Anast remained calm, and the other boater had turned around to assist him in recovering his boat when he realized Anast’s kayak was filling with water, he told authorities. The survivor was trying to help Anast aboard his own kayak when it capsized and they both ended up in dire straits, Pittman said.

Fishermen reported seeing two kayakers in distress at about 4:35 p.m., Pittman said.

Anast’s friend managed to swim to a rocky stretch of beach below a cliff and was rescued, with minor injuries, by a Coast Guard helicopter.

But when he turned back from shore to look for Anast, he could see no sign of him, Pittman said.

A crew aboard a news helicopter spotted Anast at about 6 p.m. in the water. When the Coast Guard crew reached him, Anast was dead and his life vest was gone, Pittman said.

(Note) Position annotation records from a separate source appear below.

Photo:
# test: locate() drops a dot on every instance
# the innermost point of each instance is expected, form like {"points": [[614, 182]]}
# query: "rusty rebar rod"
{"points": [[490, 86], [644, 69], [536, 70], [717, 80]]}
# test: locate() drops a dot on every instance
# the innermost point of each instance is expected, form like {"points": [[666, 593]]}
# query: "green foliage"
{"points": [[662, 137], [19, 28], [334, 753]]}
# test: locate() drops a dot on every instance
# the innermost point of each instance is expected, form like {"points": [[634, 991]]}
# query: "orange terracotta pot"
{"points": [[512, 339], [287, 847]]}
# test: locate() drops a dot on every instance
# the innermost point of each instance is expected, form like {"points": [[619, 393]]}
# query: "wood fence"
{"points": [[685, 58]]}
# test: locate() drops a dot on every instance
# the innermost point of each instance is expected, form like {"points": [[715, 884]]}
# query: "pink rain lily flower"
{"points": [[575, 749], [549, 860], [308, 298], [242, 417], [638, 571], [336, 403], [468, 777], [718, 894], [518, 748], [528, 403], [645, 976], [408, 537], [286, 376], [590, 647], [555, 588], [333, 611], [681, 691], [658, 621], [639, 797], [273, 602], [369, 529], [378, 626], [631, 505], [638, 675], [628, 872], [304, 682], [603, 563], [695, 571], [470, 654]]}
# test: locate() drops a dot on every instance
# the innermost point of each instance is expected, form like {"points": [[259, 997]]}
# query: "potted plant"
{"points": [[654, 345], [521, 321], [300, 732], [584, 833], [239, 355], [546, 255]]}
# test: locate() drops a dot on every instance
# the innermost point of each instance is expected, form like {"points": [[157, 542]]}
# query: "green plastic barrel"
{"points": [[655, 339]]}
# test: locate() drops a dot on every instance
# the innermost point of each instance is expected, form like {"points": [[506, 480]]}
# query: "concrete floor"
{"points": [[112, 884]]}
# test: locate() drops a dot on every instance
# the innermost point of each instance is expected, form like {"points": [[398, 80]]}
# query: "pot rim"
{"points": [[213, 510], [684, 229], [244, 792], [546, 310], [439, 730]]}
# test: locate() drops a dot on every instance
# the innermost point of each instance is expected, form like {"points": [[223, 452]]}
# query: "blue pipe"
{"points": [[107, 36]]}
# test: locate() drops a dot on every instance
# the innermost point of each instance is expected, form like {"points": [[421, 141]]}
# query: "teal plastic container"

Though SRJC is on spring break this week, colleagues in the tight-knit life sciences department came together on campus to mourn. Scores of students turned to Facebook and other online sources to express their grief, several contacting The Press Democrat, as well, to remember a man they said touched so many thousands of lives.

“There have been students around all morning with tears in their eyes,” Rubin said, “looking for some kind of answer that we can’t give them.

“I just don’t have words to describe the quality of the person (he was),” he added. “I just don’t have the words.”